Eu precisava acordá-lo e leva-lo pra casa em segurança. Ao contrário do que se pensa, não tem problema algum em acordar um sonâmbulo; o máximo que pode acontecer é ele acordar, ficar confuso por um breve momento e logo fica bem. Percebi que Carlinhos não tinha nada nas mãos. Foi então que cheguei perto, abracei o meu primo e com voz firme o chamei pelo nome. Ele acordou parecendo meio perdido e confuso, quis saber o que houve e eu pedi que me acompanhasse.
Finalmente consegui leva-lo pra casa. Fiquei preocupado com a reação dos vizinhos, pois não sabiam o que estava acontecendo e se chamassem a polícia, seria um saco explicar aos policiais sobre o sonambulismo do Carlinhos àquela hora da madrugada. Caminhamos quase uns mil metros e entramos em casa. Meu primo parecia cansado, sonolento. Acompanhei-o até a cama e pedi que deitasse e descansasse; falei pra ele que pela manhã eu contaria tudo que aconteceu. Carlinhos deitou e dormiu quase que instantaneamente. Já eu, passei a noite em claro tomado pela adrenalina.

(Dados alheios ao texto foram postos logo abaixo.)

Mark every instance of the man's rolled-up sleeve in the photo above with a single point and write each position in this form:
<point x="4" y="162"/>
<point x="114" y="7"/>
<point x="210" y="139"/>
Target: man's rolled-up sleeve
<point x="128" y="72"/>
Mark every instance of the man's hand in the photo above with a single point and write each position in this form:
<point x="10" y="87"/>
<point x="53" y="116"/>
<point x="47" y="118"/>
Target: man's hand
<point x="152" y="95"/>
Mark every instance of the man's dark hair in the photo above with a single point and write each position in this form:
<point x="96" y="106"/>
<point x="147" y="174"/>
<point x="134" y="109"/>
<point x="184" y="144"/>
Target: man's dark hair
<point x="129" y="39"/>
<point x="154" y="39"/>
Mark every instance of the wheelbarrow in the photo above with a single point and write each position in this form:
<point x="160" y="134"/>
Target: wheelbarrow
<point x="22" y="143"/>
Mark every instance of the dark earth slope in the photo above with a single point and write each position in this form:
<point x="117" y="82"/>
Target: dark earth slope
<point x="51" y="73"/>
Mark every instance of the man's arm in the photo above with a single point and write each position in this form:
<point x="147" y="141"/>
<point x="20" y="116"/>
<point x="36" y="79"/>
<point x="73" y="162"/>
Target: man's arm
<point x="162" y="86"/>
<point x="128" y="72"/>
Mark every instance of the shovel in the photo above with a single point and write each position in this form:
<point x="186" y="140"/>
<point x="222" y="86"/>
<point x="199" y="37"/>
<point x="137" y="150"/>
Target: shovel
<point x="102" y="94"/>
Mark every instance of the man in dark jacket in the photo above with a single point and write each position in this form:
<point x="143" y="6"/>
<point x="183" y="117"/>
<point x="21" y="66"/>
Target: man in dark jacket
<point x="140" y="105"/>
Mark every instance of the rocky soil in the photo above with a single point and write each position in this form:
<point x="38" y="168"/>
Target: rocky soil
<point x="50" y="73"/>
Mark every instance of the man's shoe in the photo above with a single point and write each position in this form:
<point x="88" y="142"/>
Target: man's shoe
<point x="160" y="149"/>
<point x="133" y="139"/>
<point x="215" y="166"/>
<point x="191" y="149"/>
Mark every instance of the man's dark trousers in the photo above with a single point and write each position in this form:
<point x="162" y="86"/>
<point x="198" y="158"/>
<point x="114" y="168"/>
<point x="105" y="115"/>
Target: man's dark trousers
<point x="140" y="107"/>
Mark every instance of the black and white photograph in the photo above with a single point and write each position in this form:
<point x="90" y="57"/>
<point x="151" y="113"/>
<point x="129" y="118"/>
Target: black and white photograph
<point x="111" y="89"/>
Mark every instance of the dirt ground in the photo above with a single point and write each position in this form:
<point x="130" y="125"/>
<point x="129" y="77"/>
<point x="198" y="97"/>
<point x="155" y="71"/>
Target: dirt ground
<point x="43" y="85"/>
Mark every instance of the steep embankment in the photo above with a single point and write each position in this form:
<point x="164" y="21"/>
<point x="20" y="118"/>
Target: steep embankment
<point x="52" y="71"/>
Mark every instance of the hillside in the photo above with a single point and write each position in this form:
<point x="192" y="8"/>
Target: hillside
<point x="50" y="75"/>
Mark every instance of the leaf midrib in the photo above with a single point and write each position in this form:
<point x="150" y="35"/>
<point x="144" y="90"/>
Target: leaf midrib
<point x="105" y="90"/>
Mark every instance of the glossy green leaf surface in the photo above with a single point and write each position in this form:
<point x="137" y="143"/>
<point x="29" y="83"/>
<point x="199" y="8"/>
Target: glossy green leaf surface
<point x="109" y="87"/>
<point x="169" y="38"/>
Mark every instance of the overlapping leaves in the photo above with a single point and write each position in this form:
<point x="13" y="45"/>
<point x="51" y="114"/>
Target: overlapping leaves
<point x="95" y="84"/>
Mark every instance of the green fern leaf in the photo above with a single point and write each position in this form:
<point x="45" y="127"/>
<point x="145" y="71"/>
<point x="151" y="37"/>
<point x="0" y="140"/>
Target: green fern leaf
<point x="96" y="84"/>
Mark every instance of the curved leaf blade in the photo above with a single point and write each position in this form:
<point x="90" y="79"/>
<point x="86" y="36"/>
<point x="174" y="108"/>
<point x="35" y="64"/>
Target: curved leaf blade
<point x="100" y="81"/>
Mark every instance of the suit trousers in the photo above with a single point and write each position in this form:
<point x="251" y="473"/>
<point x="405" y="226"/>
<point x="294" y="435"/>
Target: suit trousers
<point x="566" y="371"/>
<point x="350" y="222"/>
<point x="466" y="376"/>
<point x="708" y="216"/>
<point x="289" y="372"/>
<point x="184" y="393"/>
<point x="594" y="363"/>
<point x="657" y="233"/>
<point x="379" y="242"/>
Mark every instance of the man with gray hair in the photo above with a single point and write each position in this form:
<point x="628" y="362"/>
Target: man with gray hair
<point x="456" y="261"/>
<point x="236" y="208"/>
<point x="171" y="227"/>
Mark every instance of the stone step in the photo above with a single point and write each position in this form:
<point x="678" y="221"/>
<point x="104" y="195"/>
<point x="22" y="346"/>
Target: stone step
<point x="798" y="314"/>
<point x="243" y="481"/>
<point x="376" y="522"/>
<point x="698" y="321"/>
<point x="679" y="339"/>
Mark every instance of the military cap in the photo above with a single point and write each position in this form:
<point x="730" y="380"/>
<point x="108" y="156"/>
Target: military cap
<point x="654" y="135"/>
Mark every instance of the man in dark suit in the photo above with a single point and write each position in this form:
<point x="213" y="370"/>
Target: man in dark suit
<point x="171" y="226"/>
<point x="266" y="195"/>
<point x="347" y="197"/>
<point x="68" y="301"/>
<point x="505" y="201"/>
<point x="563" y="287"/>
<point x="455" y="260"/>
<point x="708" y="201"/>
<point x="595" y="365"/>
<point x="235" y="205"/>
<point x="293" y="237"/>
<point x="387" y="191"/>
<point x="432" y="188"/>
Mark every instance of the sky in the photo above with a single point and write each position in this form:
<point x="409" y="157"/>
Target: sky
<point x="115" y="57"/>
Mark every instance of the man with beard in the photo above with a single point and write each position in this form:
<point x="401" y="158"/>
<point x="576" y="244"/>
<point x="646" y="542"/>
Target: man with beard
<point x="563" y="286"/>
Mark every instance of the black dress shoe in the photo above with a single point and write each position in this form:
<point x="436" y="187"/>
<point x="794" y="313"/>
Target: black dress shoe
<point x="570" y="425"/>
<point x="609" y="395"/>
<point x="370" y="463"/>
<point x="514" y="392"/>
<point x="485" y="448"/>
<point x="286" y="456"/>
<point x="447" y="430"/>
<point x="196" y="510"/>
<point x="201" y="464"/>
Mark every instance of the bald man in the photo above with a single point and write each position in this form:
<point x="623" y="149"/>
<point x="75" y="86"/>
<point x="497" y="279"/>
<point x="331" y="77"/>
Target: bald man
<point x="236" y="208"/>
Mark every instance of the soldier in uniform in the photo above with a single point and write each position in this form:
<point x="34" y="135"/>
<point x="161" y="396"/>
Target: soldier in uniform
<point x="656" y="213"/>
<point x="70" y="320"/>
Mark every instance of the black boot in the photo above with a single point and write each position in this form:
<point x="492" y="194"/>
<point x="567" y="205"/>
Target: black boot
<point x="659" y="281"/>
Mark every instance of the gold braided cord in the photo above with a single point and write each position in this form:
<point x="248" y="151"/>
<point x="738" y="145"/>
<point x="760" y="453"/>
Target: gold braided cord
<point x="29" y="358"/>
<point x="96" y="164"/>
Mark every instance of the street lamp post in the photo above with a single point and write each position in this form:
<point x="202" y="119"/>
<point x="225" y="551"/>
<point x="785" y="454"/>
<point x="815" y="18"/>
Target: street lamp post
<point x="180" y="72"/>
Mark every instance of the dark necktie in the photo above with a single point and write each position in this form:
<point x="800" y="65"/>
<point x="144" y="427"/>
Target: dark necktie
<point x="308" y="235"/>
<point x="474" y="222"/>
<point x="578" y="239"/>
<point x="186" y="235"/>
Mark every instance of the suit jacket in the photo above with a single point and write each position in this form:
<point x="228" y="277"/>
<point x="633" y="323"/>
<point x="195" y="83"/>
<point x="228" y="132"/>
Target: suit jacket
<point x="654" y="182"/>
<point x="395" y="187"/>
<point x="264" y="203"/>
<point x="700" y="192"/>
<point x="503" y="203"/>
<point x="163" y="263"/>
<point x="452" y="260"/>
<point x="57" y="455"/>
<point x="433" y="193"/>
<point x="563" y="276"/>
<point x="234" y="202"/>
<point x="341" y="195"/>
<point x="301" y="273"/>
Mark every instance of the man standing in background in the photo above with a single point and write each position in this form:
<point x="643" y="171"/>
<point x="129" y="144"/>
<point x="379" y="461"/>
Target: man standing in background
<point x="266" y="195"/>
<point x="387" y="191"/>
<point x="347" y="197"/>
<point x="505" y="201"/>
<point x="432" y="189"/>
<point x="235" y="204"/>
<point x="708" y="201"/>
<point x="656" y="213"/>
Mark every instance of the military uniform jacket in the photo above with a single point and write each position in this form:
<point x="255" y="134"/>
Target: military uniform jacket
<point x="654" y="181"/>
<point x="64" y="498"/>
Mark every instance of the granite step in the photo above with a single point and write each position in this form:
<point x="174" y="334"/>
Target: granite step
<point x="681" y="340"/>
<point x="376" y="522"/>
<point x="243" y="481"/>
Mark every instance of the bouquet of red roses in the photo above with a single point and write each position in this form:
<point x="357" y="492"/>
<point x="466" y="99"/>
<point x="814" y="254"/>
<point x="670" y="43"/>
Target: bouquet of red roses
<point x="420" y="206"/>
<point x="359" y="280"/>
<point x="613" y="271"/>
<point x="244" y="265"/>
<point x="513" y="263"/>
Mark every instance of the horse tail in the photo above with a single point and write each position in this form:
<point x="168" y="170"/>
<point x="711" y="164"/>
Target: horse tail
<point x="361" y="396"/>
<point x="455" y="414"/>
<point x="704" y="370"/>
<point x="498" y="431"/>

Pela manhã, fiz o café e esperei meu primo acordar. Não quis chama-lo. Carlinhos não demorou em acordar e levantou cedo. Quando chegou à cozinha, me olhou com cara de quem sabia que tinha feito bagunça por conta do seu sonambulismo. Antes de dizer bom dia já foi pedindo desculpas pelo transtorno. Eu abracei o meu primo e falei que não precisava se desculpar. Eu disse que compreendia perfeitamente toda a situação e que graças a ele, eu tive uma madrugada extremamente “divertida”.
Enquanto tomávamos o café da manhã, narrei de maneira leve para o Carlinhos todo o episódio ocorrido na madrugada. Deixei bem claro o imenso carinho que eu sentia por ele e o aconselhei que procurasse um médico especialista em sonambulismo para tratar o seu caso; para sua segurança e das pessoas ao seu redor. Meu primo concordou comigo e disse que faria isso ainda naquele dia. Preocupado, decidiu voltar para sua casa imediatamente e pedir ajuda dos pais para que o acompanhassem ao médico. Ele percebeu que precisava buscar ajuda.
Seus pais já cobravam isso dele há algum tempo. Carlinhos arrumou suas coisas e antes de ir embora, me abraçou, me agradeceu por tudo e novamente pediu desculpas. Eu disse que não precisava se desculpar. Abracei-o com força, disse que o amava e que ficaria muito feliz em saber que ele estava buscando um tratamento. Pelo que fiquei sabendo, Carlinhos buscou um tratamento médico com o apoio de seus pais e nunca mais teve que passar por aqueles traumáticos episódios de sonambulismo. Passou a poder dormir tranquilamente como qualquer pessoa.